Depuis mercredi dernier, il s'est trouvé des gens pour écrire sur internet ; " Orovio = vieux fils de pute, auteur d'un dictionnaire qui excluait Celia Cruz et Willy Chirino simplement parce qu'ils avaient préféré habiter ailleurs qu'à Cuba ". Je peux affirmer ici que Helio considérait Celia Cruz comme la plus grande chanteuse cubaine de tous les temps. Il était son ami. Il avait été scandalisé par la façon dont le régime avait interdit toute mention officielle lors du décès de celle-ci. Toutes les coupes de la première édition du Dictionnaire lui avaient été imposées. La deuxième édition a rétabli une partie des choses dans l'ordre. Quant à la version anglaise éditée par Mo Fini, le patron de Tumi Records, elle est 100% complète.

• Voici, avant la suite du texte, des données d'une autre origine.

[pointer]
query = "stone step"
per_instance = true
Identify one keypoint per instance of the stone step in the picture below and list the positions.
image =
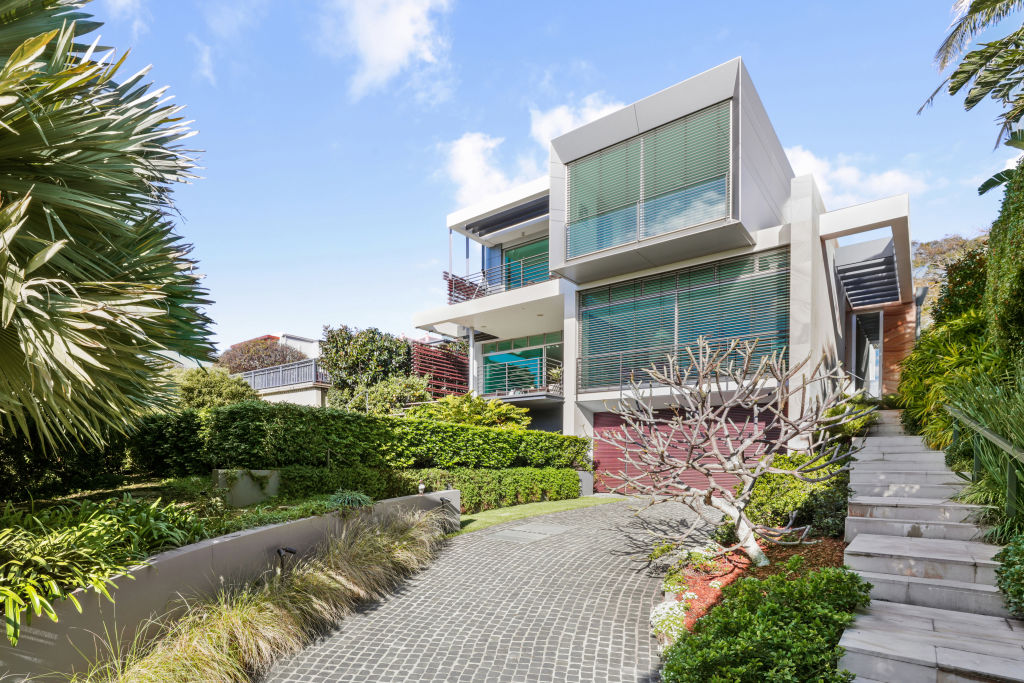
(911, 528)
(942, 594)
(922, 509)
(943, 491)
(908, 643)
(886, 476)
(967, 561)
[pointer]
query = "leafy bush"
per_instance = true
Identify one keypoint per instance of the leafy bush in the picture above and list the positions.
(963, 285)
(943, 355)
(1010, 574)
(1005, 286)
(784, 628)
(200, 387)
(821, 505)
(480, 488)
(471, 410)
(262, 435)
(258, 353)
(45, 555)
(388, 396)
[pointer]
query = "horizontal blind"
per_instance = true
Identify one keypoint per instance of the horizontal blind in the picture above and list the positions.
(684, 166)
(628, 327)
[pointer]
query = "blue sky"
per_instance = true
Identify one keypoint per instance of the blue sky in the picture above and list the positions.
(337, 134)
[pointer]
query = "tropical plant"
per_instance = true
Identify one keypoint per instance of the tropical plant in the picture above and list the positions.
(201, 387)
(942, 355)
(364, 357)
(472, 410)
(95, 284)
(963, 285)
(389, 396)
(258, 353)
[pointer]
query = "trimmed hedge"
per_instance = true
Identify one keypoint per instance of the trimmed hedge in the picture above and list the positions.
(480, 488)
(262, 435)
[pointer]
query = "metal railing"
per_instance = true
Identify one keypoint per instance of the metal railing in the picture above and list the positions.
(619, 369)
(1014, 463)
(300, 372)
(502, 278)
(525, 376)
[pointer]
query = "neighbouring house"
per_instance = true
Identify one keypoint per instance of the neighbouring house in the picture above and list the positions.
(675, 217)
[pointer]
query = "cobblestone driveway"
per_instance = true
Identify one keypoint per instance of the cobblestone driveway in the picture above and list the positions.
(558, 600)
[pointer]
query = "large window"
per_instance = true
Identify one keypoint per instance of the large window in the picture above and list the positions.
(629, 327)
(669, 178)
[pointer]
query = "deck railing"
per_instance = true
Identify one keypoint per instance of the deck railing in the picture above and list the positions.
(502, 278)
(1014, 460)
(521, 377)
(300, 372)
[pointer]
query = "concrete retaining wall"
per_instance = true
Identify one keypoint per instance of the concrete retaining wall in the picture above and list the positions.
(201, 568)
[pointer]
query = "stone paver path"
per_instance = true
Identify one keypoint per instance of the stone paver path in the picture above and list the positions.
(559, 597)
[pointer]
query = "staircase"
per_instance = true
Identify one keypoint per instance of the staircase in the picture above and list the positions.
(935, 614)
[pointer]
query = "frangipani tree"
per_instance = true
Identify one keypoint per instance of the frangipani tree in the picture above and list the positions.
(94, 285)
(731, 410)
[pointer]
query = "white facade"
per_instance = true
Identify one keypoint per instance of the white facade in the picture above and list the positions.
(757, 207)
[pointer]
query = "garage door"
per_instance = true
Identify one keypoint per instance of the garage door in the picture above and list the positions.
(608, 458)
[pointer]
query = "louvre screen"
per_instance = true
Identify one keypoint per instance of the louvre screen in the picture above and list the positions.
(672, 177)
(627, 328)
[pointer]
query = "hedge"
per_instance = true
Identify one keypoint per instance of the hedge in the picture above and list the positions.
(480, 488)
(262, 435)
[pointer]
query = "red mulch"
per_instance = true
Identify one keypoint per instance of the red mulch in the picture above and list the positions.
(824, 553)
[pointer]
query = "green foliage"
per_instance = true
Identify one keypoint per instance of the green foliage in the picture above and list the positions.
(784, 628)
(480, 488)
(364, 357)
(1005, 288)
(963, 285)
(46, 554)
(263, 435)
(943, 355)
(471, 410)
(389, 396)
(258, 353)
(821, 505)
(200, 388)
(96, 286)
(1010, 574)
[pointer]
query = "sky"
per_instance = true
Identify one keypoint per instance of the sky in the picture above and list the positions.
(336, 135)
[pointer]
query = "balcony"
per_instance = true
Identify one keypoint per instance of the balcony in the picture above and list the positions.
(510, 275)
(301, 372)
(522, 378)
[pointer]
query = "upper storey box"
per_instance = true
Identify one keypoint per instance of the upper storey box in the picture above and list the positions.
(692, 170)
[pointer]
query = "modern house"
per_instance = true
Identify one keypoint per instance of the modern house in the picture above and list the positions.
(675, 217)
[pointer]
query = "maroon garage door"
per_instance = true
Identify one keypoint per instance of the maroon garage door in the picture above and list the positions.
(608, 458)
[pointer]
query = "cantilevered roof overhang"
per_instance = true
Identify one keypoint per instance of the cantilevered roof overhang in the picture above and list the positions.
(868, 272)
(877, 272)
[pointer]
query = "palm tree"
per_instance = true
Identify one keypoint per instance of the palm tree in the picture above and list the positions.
(93, 282)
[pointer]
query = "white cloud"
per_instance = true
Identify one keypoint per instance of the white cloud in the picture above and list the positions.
(204, 59)
(545, 125)
(387, 38)
(472, 163)
(843, 183)
(133, 11)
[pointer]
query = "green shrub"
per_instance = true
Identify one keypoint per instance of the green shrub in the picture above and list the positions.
(45, 555)
(821, 505)
(262, 435)
(943, 355)
(1010, 574)
(1005, 286)
(784, 628)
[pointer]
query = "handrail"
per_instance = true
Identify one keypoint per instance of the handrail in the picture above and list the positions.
(1005, 445)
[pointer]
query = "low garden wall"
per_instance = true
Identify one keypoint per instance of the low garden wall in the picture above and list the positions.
(201, 568)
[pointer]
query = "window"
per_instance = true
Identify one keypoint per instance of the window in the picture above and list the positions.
(667, 179)
(628, 327)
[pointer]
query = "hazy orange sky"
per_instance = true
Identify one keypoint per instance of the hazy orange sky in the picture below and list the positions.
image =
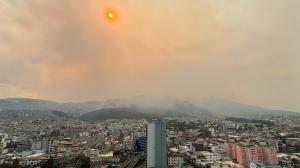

Helio le provocateur se promenait toujours sur son île chérie avec des casquettes de baseball systématiquement marquées 'Miami', 'Key West', 'Florida', 'Everglades' etc. Je ne l'ai jamais vu avec la casquette "Paris" que je lui avait offerte ! Sur internet un crétin raciste a aussi écrit ; 'Helio, grand connaisseur de la musique, surtout connu de lui-même, aimait trop les filles foncées !' Oui, Helio a passionnément aimé les mulâtresses et les noires, mais aussi les rythmes noirs, la culture noire, les racines africaines étroitement entremêlées aux traditions musicales ibériques qui font que Cuba est Cuba et que Cuba est et restera unique.

Helio avait eu une carrière de percussionniste dans les années 50 et il adorait la rumba ou le guaguanco. Depuis deux ans il répétait régulièrement avec le nouveau conjunto Jovenes del Cayo qu'il avait contribué à réactiver. Un CD a même été gravé et le sympathique producteur italien responsable du projet serait bienvenu de vite le commercialiser pour nous confirmer une dernière fois que Helio savait allier le geste à la parole.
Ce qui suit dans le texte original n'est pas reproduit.